By Christopher Flavelle
Why do people keep acting in s they know will ruin them? That question, so central to climate change, is at the heart of a new book about the emptying of the Ogallala Aquifer by farming in the American West, with potentially catastrophic consequences.
In “Running Out: In Search of Water on the High Plains,” Lucas Bessire writes that the aquifer, which runs from South Dakota to Texas and irrigates about one-sixth of world grain production, is being drained far faster than rain can replenish it, especially as heat and drought get worse. In the part of Southwest Kansas where he grew up, an estimated three-quarters of the water is already gone.

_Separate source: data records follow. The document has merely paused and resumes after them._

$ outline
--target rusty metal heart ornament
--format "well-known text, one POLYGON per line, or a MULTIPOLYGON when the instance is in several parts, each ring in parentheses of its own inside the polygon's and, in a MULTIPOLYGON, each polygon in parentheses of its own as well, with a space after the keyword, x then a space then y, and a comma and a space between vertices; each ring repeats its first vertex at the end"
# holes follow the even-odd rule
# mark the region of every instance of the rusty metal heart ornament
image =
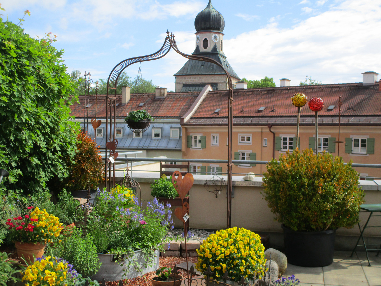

Dr. Bessire, an anthropology professor at the University of Oklahoma, returned to his childhood home to try to understand why people would participate in the destruction of the resource that their livelihoods depend on, rather than demanding extraction limits to make irrigation more sustainable.
Some farmers appear unbothered by the consequences of their actions, he writes. Others say they regret the damage they’re causing but feel powerless to stop it. Hope plays a role: Dr. Bessire cites the recurring idea of building sprawling aqueducts to transport water from afar once the aquifer is exhausted, calling it a dubious prospect that nonetheless provides justification to keep pumping.
The book bursts with passages that linger after reading. A farmer compares groundwater extraction to empty mining towns in the mountains: “They took what they want and when it ran out they left.” A circle of sand in place of what used to be cropland, “all that was left after the water had run out and farmers abandoned the field.” Groundwater evaporating as it is sprayed on corn and wheat, the moisture absorbed by clouds that Dr. Bessire watches drift away, taking the future with them.
In one especially haunting section, he compares the depletion of groundwater to the eradication of the bison on that same land in the early 1870s. People killed the animals in such numbers that the value of their hides plummeted, ensuring that few hunters made much money — but still the slaughter continued until there were no bison left.
“Maybe we were just a greedy lot who wanted to get ours and to hell with posterity,” Dr. Bessire quotes from a bison hunter’s memoir. His point is plain: The passage could just as easily have been written today.